Instrumen yang lain juga ditemukan di Simalungun
adalah saligung (nose flute), yaitu sejenis flute yang
ditiup dengan hidung. Jatjaulul atau tung-teng
(idiokordo) adalah instrumen yang terbuat dari satu
ruas bambu yang bagian badannya dicungkil sebagai
senar, dan senar ini dipukul dengan dua buah stik.
Alat musik lain adalah husapi (long-neck lute), yaitu
kecapi bertali dua dengan cara dipetik.
Disamping itu juga terdapat beberapa instrumen musik
yang bersifat solo instrumen seperti ingon-ingon
(free-aerofon) yang terbuat dari bambu.
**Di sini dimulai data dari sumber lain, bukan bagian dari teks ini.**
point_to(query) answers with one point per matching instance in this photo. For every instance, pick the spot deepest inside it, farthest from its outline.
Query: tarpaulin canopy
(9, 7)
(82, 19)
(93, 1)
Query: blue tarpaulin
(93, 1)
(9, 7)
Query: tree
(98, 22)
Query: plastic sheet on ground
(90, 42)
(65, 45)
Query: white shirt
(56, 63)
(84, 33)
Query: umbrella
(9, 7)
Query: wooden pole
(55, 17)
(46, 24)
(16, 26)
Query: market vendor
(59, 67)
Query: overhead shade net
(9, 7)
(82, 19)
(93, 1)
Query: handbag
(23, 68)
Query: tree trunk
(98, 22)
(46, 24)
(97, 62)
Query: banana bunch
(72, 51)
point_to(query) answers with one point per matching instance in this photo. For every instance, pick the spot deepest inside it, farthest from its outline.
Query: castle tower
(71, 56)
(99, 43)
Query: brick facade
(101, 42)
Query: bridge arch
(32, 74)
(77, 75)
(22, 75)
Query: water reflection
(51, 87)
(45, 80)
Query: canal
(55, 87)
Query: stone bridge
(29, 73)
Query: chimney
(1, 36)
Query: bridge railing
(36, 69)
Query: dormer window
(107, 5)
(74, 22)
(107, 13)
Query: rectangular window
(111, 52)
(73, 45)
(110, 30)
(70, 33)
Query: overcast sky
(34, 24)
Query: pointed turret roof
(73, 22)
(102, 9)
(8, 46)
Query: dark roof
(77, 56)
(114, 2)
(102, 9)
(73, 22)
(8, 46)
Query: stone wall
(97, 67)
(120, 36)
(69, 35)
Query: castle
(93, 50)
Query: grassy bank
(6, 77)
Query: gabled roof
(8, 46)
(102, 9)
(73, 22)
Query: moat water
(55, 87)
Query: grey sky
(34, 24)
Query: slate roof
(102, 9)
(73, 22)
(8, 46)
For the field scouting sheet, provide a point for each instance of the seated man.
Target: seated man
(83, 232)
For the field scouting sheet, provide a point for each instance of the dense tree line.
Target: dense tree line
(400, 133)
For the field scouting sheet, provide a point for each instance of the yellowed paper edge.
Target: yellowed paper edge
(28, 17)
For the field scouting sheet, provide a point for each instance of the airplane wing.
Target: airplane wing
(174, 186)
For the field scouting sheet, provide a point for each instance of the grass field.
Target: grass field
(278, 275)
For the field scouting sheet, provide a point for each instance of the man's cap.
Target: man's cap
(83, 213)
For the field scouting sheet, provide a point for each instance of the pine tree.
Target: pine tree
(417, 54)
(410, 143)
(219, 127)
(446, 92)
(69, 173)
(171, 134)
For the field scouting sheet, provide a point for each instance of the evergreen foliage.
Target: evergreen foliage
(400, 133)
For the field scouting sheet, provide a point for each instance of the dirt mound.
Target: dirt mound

Sulim (side
blown flute), yang biasa dimainkan di ladang atau
ketika di ladang. Tulila (aerofon), dan sebagainya.
3.3.6. Angkola/Pesisir
Pada masyarakat Angkola juga ditemukan instrumen musik
yang banyak dipengaruhi dari berbagai etnis, yaitu
minangkabau, melayu, dan Aceh. Dalam tradisional
Angkola juga ditemukan musik seperti zapin, yaitu
musik yang bernuansa ke-Islaman. Juga terdapat jenis
kesenian sikambang dengan menggunakan vokal dan alat
musik pukul gendang seperi frame-drum, seperti gendang
ronggeng, biola, rebab dan ada juga gendang marwas
yang dipukul dengan tangan.
3.3.7. Melayu
Melayu di Sumatera Utara yang paling dikenal adalah
Melayu Deli, walaupun ada juga Melayu Langkat dan
Serdang. Pada prinsipnya tidak ada hal-hal yang amat
berbeda dari Melayu-melayu ini, perbedaan nama
tersebut hanya berdasarkan wilayah tempat tinggal
mereka saja di Sumatera Utara. Hal ini juga berlaku
bagi kesenian mereka yang dikenal disini seperti
ronggeng.
Seperti halnya Melayu di Riau, di Sumatera juga
dikenal teater-teater tradisional Melayu seperti
bangsawan, makyong, menora dan mendu. Teater-teater
ini walaupun sudah jarang kita lihat, tetapi kehadiran
alat-alat musik yang digunakan sebagai pengiring dalam
teater tradisional ini sangat penting dan masih bisa
kita temukan didalam tradisi adat Melayu di Sumatera
Utara. Alat-alat musik yang khas dan yang paling
penting bagi Melayu adalah rebab (alat musik gesek
yang terakhir digantikan oleh biola atau akordeon),
gendang dan gong. Tetapi banyak juga alat-alat musik
lainnya yang dipakai terutama dalam musik-musik yang
dipengaruhi dari luar seperti dari Timur Tengah, pada
tari zapin. Untuk tari ini biasanya dipakai alat-alat
musik seperti gambus (alat musik pengaruh dari Arab,
yaitu sama dengan Ud di Timur Tengah), gendang
ronggeng (membranofon,frame-drum) yang terbuat dari
batang kelapa yang diregangkan dengan kulit lembu;
gendang marwas (frame-drum) yang terdiri dari lebih
tiga buah yang dipukul dengan teknik kolotomik.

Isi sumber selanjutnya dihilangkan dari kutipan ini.